Sea Captain and the Squire, The [Laws Q12]
DESCRIPTION: The captain leaves his new bride to be seduced by a squire. The night the captain returns, all the women of the house give birth. The wife explains her state (the male servants had impregnated the maids); her captain forgives her (!) "for the joke's sake"
AUTHOR: unknown
EARLIEST DATE: 1905 (Reeves/Sharp-TheIdiomOfThePeople)
KEYWORDS: seduction pregnancy separation adultery
FOUND IN: US(Ap,NE) Britain(Scotland(Aber),England(South)) Ireland
REFERENCES (7 citations):
Laws Q12, "The Sea Captain and the Squire"

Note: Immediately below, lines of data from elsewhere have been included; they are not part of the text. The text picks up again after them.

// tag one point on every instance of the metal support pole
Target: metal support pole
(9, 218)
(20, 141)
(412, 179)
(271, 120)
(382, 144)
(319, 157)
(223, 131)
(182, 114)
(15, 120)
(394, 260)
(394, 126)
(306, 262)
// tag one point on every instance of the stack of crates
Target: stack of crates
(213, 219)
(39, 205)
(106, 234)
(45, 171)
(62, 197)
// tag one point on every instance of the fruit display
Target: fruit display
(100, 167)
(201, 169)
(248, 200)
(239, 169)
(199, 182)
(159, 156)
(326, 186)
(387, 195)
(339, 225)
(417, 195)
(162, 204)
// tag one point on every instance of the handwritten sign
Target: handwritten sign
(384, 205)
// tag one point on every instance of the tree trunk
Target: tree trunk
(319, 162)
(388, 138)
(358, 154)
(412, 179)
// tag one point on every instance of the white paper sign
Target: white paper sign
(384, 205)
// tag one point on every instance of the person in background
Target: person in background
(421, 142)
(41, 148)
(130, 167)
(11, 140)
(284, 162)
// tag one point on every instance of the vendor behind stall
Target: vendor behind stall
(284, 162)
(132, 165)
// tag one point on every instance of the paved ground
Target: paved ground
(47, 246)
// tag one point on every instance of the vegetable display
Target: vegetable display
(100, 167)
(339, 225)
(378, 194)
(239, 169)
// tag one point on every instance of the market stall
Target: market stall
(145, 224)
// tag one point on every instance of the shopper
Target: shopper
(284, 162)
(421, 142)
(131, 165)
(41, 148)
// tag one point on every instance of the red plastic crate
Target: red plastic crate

Greig/Duncan7 1502, "The Blanket Curant" (5 texts, 2 tunes)
Reeves/Sharp-TheIdiomOfThePeople 89, "The Sea Captain" (1 text)
Graham-Joe-Holmes-SongsMusicTraditionsOfAnUlsterman 65, "The Roving Sea Captain" (1 text, 1 tune)
Combs/Wilgus-FolkSongsOfTheSouthernUnitedStates 121, pp. 138-140, "There Was a Sea Captain" (1 text)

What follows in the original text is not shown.